The drug, called STI-571, is intended to treat chronic myelogenous leukemia (CML), which accounts for about 4,300 of the 30,000 new cases of leukemia in the United States each year, according to the Leukemia Society of America.

All 31 patients taking at least 300 milligrams a day have had normal white and red blood cell counts for as long as eight months, said Brian J. Druker of the Oregon Health Sciences University. Moreover, 30 of them had normal blood counts within a month of beginning treatment.

Most important, the medicine apparently eliminated cancer-causing cells in three patients, and reduced their number in six others. STI-571 could become the first major treatment for this kind of leukemia since interferon shots were introduced in 1986. Interferon, a natural protein that revs up the body's immune defenses, is the current standard treatment for CML and cures as many as one-third of those with the disease.

However, it can take two years of daily shots of interferon to bring about a remission. And interferon has many side effects, including pain and inflammation of the joints. The new drug's side effects are few and mild. And the drug is available in pill form.

Nobody knows yet if the new medication's effects will last or whether the cancer will develop a resistance to it. But researchers said it is an important development even if the effects turn out to be short-lived.

The reason: The medicine is designed to stop a certain enzyme that triggers the disease. Doctors said this approach breaks new ground by targeting the particular biological defect that causes the cancer.

Leukemia, when left untreated, produces vast numbers of immature white blood cells. These crowd out the mature white cells that protect the body from infection, as well as oxygen-carrying red blood cells and platelets, the tiny cells needed for blood to clot.
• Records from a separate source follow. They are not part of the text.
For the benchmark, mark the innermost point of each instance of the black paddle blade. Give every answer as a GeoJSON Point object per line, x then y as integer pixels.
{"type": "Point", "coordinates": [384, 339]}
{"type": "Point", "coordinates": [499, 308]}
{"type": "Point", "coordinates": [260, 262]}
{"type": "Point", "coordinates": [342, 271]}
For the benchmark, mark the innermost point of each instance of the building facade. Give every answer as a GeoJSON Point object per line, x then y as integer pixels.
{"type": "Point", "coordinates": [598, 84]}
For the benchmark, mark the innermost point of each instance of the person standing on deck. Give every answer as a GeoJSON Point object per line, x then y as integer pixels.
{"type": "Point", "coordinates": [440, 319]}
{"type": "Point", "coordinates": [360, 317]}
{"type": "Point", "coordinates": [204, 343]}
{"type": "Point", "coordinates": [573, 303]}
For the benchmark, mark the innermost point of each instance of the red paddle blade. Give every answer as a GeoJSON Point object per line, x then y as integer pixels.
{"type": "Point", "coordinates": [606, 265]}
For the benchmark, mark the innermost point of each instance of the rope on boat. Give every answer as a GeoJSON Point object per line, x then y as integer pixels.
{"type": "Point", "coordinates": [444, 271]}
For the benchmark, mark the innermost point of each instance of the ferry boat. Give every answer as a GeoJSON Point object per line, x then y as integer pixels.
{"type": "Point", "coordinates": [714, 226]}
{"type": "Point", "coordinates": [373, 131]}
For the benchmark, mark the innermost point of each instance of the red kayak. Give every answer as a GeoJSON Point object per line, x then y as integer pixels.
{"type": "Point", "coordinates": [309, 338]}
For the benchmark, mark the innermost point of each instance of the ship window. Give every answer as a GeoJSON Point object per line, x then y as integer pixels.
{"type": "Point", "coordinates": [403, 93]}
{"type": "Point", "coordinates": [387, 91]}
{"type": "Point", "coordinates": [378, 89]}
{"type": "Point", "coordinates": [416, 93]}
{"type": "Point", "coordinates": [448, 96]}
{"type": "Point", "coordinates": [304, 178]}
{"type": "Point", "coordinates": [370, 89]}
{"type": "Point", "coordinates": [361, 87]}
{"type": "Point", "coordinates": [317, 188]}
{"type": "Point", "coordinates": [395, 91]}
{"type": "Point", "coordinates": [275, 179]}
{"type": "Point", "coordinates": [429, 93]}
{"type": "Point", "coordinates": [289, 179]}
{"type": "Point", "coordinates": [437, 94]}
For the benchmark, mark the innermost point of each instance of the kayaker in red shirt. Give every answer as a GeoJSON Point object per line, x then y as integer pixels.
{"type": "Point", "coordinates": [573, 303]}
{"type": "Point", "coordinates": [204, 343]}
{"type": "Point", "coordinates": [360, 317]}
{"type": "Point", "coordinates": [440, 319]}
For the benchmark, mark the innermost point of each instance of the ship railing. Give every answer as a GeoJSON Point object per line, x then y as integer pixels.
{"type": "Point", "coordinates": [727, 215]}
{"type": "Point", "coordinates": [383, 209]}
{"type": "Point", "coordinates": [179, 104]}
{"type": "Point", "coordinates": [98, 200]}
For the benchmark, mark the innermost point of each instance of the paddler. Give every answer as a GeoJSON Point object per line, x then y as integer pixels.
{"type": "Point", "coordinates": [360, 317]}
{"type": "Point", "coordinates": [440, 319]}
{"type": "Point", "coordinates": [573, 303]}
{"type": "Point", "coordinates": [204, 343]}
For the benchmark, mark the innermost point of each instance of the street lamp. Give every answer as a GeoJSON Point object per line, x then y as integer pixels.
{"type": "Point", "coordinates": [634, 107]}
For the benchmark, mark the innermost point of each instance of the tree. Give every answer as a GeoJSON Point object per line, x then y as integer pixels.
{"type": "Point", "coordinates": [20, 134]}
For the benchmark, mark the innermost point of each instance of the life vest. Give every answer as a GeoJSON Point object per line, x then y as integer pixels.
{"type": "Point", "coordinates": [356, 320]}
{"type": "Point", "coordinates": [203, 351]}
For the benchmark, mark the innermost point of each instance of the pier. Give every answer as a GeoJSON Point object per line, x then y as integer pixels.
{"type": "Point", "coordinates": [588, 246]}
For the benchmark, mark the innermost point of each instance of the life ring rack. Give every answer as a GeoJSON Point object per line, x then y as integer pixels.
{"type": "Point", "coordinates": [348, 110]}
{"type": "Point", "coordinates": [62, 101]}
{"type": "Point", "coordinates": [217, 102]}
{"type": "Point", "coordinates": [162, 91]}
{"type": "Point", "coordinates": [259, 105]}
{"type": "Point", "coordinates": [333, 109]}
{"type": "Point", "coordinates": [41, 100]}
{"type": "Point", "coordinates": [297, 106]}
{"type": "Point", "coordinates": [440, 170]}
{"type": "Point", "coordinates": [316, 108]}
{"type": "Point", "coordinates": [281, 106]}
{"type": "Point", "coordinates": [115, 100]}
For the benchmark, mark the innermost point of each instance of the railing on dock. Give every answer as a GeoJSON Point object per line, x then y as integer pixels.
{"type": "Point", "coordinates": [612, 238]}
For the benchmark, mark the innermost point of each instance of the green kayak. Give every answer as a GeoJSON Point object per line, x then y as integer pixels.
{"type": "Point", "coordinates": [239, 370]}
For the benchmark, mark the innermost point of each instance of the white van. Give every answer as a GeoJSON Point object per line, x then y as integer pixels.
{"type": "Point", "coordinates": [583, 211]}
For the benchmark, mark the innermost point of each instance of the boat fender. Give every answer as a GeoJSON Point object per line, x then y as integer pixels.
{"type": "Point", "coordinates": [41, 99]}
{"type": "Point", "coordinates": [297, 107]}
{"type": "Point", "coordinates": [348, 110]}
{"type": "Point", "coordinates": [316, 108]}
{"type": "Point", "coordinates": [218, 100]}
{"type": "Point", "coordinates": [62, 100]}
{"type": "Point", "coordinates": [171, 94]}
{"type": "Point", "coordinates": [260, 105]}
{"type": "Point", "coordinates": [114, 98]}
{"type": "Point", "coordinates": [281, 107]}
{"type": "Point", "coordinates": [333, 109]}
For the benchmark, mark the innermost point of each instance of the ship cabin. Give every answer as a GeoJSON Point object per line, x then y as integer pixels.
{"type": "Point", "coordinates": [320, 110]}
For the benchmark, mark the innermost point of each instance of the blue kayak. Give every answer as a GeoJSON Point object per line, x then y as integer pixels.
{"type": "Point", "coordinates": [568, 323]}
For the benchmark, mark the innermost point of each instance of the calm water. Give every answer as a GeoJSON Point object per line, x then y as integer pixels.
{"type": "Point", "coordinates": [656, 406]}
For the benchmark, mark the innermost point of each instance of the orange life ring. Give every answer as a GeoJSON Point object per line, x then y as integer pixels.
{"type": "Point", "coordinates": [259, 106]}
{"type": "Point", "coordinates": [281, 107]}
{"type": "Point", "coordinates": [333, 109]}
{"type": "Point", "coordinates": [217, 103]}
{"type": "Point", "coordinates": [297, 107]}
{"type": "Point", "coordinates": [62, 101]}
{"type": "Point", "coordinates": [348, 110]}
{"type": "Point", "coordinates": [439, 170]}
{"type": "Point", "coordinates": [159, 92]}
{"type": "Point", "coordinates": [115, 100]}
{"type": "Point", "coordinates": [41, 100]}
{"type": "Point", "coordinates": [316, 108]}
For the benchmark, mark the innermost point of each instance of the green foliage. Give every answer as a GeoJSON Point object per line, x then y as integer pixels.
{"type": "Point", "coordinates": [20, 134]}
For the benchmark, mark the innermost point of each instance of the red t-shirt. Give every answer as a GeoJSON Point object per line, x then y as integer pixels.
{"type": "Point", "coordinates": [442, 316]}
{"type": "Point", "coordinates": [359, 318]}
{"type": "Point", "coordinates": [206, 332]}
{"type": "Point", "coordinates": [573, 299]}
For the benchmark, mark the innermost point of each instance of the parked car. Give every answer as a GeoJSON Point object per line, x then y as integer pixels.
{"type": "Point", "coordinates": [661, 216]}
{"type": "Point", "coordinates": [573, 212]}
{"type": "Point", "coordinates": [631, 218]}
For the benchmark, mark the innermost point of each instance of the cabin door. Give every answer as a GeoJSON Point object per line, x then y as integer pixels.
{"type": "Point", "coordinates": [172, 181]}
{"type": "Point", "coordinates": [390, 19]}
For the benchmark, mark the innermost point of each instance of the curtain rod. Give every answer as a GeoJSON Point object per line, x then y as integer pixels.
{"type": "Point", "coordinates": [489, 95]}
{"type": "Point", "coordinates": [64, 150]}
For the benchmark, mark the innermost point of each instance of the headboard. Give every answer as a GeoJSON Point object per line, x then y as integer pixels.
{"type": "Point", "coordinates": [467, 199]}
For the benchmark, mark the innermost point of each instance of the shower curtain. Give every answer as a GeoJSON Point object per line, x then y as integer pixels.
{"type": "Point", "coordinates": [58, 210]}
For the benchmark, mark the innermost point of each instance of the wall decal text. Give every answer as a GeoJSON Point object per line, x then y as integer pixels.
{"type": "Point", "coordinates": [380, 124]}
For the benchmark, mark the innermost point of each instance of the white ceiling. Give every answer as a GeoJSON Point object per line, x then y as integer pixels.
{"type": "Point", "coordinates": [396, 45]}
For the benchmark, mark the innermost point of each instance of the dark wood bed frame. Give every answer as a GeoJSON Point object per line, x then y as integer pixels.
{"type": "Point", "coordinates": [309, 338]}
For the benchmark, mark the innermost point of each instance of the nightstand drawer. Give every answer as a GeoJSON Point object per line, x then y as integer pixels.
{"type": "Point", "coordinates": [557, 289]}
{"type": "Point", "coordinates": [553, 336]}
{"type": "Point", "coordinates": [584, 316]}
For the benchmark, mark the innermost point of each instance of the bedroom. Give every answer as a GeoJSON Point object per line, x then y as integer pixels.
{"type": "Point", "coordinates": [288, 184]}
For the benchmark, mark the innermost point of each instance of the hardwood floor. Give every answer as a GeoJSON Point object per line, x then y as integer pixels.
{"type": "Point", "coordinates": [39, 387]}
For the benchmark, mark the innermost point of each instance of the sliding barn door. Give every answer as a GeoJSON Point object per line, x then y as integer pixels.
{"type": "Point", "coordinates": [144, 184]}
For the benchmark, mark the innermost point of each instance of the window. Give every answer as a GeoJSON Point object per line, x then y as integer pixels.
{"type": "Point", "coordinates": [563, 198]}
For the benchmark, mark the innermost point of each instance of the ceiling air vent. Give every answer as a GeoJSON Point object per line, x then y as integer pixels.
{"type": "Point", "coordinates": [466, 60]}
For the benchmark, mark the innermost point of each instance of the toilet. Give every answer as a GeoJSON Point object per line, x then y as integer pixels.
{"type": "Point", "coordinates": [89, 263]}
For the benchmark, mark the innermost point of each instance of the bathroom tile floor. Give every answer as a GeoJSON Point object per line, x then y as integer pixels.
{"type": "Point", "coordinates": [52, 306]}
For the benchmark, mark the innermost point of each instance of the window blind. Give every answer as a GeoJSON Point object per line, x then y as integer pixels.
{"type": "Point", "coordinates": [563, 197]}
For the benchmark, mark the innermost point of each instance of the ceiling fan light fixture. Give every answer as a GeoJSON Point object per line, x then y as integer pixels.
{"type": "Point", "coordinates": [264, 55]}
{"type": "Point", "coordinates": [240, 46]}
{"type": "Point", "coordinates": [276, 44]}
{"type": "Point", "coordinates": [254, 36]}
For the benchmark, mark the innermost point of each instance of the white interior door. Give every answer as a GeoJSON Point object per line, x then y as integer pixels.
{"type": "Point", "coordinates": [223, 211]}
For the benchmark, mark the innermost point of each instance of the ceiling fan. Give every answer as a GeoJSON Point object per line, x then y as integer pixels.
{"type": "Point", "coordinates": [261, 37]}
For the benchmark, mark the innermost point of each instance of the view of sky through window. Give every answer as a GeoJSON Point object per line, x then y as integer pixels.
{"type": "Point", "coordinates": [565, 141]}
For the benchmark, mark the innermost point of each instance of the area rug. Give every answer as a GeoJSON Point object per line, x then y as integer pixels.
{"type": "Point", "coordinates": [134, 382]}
One specific enzyme, tyrosine kinase, is believed to cause more than 97 percent of all cases of CML.

Druker, who will present his findings in New Orleans on Sunday to the American Society of Hematology, said he has been working for a decade to find something that could stop that enzyme. He and researchers from Novartis Pharmaceuticals found such a compound six years ago and have been testing and refining it ever since.

The current tests in Oregon and at the University of California at Los Angeles and the M.D. Anderson Cancer Center in Houston were designed to find out whether the drug is safe and how much the body can tolerate. Patients took daily doses of 25 to 500 milligrams.

Fifty-four people, all of whom either never responded or were no longer responding to interferon, have taken the drug for at least four weeks. The white blood cell count dropped by more than half in every patient who has taken at least 140 milligrams of the drug a day, and all 31 taking at least 300 milligrams have normal white and red blood cell counts, Druker said.

The second round of human testing will start next month with about 200 patients, with 600 more to be enrolled later in the year.